И все-таки однажды – в декабре 1959 года, случайно и неожиданно – увидала сравнительно близко: на спектакле посетившего Москву Немецкого драматического театра. Давали “Фауста” с Густафом Грюндгенсом в роли Мефистофеля. Актер и режиссер Густаф Грюндгенс тоже принадлежал к числу страстных увлечений Кости. В пору послевоенной службы в Берлине, двадцатилетним лейтенантом оккупационных войск, переодевшись в штатское и пользуясь своим безупречным немецким, он не пропускал событий возрождавшейся культурной жизни в поверженной столице, главным из которых стали для него спектакли с участием Грюндгенса. Костя знал его, мягко говоря, сомнительный творческий путь, ценил роман Клауса Манна “Мефистофель. История одной карьеры”, который со временем и перевел на русский, жестокую сатиру на Грюндгенса, но все тому прощал за блеск таланта и непревзойденную смелость в искусстве перевоплощения.
Борис Пастернак с Зинаидой Николаевной сидели чуть ближе нас к сцене, тоже по правую сторону от прохода. В антракте Борис Леонидович ушел за кулисы, вернулся на свое место после третьего звонка. Когда занавес опустился в последний раз, артисты откланялись, аплодисменты отзвучали, публика и не думала расходиться, с восторгом и ужасом созерцая спектакль, разыгрывавшийся теперь в партере. Пастернак, стройный, седовласый, элегантный, возвышался над рядами кресел и гудел на весь притихший зал:
– Костя, я говорил с труппой, они очень хотят ко мне приехать, но вы знаете, Переделкино – запретная зона, иностранцам туда нельзя. Надо как-то устроить, чтобы никто не узнал. Вы вот что…
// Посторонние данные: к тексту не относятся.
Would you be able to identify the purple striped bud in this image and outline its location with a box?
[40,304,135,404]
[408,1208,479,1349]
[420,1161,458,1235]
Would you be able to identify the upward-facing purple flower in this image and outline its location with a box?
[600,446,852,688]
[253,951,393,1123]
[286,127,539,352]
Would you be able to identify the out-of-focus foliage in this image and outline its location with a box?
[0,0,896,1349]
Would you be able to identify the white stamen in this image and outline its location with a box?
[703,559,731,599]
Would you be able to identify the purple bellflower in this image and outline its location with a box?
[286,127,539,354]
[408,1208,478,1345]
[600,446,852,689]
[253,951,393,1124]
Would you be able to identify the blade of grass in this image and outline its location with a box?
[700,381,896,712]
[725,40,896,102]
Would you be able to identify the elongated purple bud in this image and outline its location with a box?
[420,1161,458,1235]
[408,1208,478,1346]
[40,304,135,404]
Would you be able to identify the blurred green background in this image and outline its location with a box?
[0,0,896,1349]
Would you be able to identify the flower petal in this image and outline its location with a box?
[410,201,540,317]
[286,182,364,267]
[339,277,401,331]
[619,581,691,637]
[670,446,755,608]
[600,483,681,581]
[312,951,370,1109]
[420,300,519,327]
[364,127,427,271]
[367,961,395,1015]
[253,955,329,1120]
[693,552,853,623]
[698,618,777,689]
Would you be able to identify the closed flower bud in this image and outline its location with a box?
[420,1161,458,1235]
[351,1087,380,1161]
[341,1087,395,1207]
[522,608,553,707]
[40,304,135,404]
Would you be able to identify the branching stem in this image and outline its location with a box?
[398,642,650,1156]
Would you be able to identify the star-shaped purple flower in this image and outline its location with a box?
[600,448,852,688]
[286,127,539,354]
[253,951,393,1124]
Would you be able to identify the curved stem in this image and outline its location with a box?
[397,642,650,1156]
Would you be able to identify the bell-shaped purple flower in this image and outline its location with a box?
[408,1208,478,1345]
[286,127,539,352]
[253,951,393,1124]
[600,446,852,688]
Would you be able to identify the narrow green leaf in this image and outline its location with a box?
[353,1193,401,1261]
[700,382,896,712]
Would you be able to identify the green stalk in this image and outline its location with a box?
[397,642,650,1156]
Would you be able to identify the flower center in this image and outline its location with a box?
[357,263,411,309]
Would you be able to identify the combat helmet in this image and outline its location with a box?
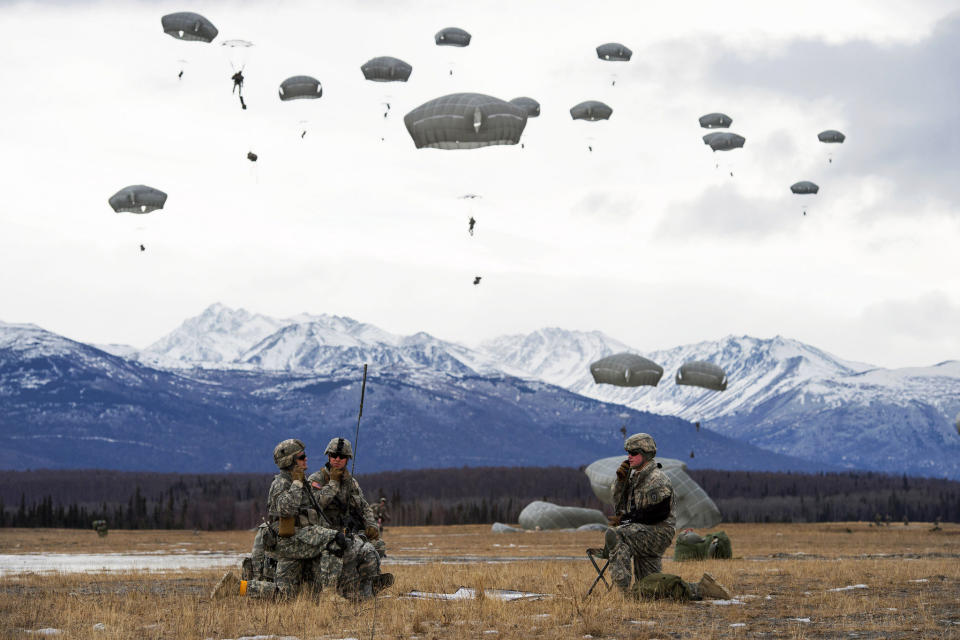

Борис Леонидович помедлил, обдумывая план. Я отвела глаза от него и подняла их на Костю. Тот стоял рядом и через несколько театральных рядов, разделявших их, смотрел на Пастернака с тем выражением безмятежного счастья, которое неизменно являлось на его лице при виде кумира, при чтении его стихов и даже при упоминании его имени.
– С поезда, если поедут электричкой, их могут снять, бывало уже такое. Думаю, на такси надежнее, – продолжал Борис Леонидович. – Привезите их ко мне на такси. Только не берите первое на стоянке, может быть подослано. Непременно второе, а пожалуй что и третье. И, прошу вас, никаких разговоров по телефону на эту тему: все подслушают, все испортят.
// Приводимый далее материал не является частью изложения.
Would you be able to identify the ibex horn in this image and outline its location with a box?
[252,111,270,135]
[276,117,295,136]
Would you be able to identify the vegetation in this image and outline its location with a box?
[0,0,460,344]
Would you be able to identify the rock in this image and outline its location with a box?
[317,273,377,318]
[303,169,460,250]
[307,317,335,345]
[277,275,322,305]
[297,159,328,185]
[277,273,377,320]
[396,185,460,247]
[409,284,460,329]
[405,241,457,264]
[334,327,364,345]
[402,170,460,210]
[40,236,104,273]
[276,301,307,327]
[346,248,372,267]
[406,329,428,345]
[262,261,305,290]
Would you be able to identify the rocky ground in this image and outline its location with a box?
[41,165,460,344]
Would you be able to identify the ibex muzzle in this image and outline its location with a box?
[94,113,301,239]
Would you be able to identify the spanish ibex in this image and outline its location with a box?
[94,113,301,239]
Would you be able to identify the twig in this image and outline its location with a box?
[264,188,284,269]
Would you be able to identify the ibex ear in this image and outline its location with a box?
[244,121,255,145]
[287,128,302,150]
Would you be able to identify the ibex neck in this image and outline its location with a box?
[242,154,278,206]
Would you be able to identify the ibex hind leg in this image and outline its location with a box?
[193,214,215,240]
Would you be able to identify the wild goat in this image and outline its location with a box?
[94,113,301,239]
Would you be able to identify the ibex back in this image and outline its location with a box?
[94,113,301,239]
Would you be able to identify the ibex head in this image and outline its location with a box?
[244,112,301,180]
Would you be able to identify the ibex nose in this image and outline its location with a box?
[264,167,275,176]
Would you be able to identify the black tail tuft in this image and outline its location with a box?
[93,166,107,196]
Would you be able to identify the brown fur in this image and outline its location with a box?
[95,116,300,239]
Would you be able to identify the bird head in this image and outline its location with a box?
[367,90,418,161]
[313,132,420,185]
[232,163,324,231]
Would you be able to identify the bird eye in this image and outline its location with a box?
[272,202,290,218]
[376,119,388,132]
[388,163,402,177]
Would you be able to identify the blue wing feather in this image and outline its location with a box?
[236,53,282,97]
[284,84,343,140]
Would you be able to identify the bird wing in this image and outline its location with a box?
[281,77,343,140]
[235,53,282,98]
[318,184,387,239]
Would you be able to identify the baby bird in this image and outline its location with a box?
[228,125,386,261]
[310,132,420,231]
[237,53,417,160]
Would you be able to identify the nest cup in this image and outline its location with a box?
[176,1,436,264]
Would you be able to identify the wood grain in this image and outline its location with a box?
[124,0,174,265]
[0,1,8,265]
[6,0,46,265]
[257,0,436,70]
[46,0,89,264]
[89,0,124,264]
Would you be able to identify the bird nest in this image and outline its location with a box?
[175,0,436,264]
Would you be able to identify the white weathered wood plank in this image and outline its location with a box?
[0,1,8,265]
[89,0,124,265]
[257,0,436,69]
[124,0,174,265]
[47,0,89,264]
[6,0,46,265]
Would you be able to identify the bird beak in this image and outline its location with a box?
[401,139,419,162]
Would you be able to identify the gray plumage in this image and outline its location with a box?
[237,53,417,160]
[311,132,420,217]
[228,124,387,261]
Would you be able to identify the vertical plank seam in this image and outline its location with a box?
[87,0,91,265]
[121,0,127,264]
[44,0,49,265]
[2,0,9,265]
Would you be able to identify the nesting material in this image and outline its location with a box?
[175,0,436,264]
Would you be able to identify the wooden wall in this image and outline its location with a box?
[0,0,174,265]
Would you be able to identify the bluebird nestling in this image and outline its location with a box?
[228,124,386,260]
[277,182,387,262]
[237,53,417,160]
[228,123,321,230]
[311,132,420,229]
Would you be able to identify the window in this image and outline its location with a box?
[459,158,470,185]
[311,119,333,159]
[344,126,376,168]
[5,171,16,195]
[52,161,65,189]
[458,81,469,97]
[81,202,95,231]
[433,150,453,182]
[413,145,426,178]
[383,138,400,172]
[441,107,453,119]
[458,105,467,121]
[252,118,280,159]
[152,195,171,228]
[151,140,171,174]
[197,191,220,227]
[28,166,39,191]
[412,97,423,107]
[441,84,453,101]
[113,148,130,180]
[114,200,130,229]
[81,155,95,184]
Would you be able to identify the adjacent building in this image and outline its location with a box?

Надо родиться в России при Сталине и прожить там всю мою тогда еще коротенькую жизнь, чтобы понять степень ужаса, охватившего меня во время этой беседы: чем она могла обернуться для ее участников, страшно было подумать. А Костя беспечно обсуждал и уточнял во всеуслышание детали “преступного замысла”, был горд и счастлив минутой, и не в моих силах было его защитить. В поисках подсказки я взглянула на Зинаиду Николаевну. Та уже не сидела, а стояла рядом с мужем, касаясь его плечом, и, будучи в отличие от меня женщиной суровой, да и старше раза в два с лишним, живо прекратила рискованное обсуждение самым простым и решительным образом:
– Боря, машина ждет. Боря, мы задерживаем шофера.
Реплика сопровождалась энергичным рывком за полу пиджака. Борис Леонидович, продолжая давать Косте подробнейшие противозаконные инструкции и наивные наставления на тему: как одурачить КГБ, слегка дернулся, попятился вслед за ускользающим пиджаком и, увлекаемый дальнейшими подергиваниями и потягиваниями, в конце концов повернулся и последовал за женой. Сидящие на его пути зрители поспешно и почтительно вскочили, прижимаясь к спинкам кресел, и, хотя они просто давали ему дорогу, мне показалось, испуганно от него отшатнулись.
Свет в зале погас. Представление завершилось.